June 6, 1956 · Supreme Court of North Carolina
244 N.C. 282

STATE v. MACK B. THOMPSON, JR.

(Filed 6 June, 1956.)

Criminal law § G2f—

On appeal from an order of an inferior court putting into effect a suspended sentence, the hearing in the Superior Court must be de novo, and where the Superior Court merely finds that there was evidence to support the findings and order of the inferior court, and affirms the order, the cause must be remanded. G.S. 15-200.1.

Johnson, J., took no part in the consideration or decision of this case.

Appeal by defendant from Carr, J., at October 1955 Term, of Alamance.

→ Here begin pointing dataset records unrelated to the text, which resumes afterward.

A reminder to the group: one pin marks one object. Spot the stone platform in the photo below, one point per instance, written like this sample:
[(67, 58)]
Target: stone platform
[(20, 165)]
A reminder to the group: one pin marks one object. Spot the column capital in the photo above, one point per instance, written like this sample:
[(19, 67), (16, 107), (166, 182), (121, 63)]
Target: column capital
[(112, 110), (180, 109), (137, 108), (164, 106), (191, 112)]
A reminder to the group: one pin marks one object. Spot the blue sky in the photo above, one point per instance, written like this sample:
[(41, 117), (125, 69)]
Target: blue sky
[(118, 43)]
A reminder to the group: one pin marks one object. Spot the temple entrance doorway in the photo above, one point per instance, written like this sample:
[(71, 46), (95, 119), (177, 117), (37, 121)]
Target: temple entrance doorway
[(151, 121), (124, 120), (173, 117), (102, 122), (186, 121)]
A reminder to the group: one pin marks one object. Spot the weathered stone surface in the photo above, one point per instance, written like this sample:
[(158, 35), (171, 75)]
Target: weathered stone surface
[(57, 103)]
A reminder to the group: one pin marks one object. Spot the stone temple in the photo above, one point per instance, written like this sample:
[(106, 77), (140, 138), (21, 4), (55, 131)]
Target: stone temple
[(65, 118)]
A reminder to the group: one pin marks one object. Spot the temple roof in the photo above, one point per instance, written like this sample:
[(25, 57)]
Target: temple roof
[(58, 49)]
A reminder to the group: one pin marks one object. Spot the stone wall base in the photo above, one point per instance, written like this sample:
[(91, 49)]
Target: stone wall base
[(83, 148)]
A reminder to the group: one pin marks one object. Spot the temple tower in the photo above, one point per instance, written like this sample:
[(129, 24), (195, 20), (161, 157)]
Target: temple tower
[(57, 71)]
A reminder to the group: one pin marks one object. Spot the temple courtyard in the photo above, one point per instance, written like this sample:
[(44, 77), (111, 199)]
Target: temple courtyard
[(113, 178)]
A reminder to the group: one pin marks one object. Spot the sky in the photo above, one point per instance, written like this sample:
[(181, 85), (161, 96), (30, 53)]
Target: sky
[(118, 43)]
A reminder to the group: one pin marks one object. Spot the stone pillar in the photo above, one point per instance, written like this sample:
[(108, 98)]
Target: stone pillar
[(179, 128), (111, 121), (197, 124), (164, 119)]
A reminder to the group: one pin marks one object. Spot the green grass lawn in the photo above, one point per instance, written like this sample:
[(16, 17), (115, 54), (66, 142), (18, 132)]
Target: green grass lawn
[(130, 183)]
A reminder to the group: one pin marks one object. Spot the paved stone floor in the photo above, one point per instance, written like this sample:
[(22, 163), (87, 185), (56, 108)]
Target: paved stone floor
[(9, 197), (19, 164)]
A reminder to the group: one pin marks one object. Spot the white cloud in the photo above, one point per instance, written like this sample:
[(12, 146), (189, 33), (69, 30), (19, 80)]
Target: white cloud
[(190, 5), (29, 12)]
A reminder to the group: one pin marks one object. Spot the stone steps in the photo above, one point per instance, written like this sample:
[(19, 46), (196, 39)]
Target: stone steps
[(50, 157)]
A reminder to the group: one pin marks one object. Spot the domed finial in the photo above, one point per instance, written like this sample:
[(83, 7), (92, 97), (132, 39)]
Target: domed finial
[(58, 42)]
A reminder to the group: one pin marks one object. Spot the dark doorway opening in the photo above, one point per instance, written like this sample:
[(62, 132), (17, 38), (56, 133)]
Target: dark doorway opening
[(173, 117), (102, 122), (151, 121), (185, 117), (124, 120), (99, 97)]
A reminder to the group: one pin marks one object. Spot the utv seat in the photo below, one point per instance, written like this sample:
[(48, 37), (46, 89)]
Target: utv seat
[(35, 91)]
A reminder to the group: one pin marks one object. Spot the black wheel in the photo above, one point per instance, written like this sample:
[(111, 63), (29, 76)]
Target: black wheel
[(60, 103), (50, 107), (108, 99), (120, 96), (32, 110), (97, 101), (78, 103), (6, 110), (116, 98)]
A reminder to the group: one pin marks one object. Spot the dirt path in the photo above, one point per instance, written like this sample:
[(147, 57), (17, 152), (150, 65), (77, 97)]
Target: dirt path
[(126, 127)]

Criminal prosecution upon a warrant issued 12 April, 1955 by justice of peace returnable before Municipal Recorder’s Court of the city of Burlington, N. C., charging that defendant “did unlawfully and wilfully fail and refuse to provide adequate support for his wife and six minor children while living with his wife.”

The record shows (1) that defendant was adjudged guilty, and, by judgment, sentenced to County jail for 12 months, suspended for two years on payment of $25.00 weekly into Clerk’s office “for sup. and maintenance of wife and minor children” as stated; (2) that on 14 September, 1955, upon “it appearing that-defendant has breached the terms of said judgment, 'in that he has been convicted of being in arrears in amount of $204.00 in this account,” the judge of the Municipal Court entered judgment putting into effect the sentence imposed in *283the original judgment; (3) that defendant excepted thereto and appealed to Superior Court, and on appeal, the court finding “that there is evidence to support the order of the Municipal Recorder’s Court and the findings of said court,” ordered that the judgment of the Municipal Recorder’s Court be affirmed, and that defendant be confined to jail and assigned to work on the road . . . “for a term of twelve months”; and (4) defendant excepted thereto, and appeals to Supreme Court and assigns error.

Attorney-General Rodman, Assistant Attorney-General Harry W. McGalliard, and F. Kent Bums, Staff Attorney, for the State.

Barrett & Wood for Defendant Appellant.

Per Curiam.

G.S. 15-200.1 provides that: “In all cases where a suspended sentence theretofore entered in a court inferior to the Superior Court, is invoked by the court inferior to the Superior Court, the defendant shall have the right to appeal therefrom to the Superior Court, and, upon such appeal, the matter shall be heard de novo, but only upon the issue of whether or not there has been a violation of the terms of the suspended sentence . . .” See 1951 Session Laws of N. C., Chapter 1038. S. v. Barrett, 243 N.C. 686, 91 S.E. 2d 917; S. v. Davis, 243 N.C. 754, 92 S.E. 2d 177.

It appearing the instant matter was not heard de novo by the Superior court, on appeal thereto, as required by G.S. 15-200.1, the judgment putting the sentence into execution is set aside, and the cause remanded to Superior Court of Alamance County for further hearing in accordance with law.

Error and remanded.

Johnson, J., took no part in the consideration or decision of this case.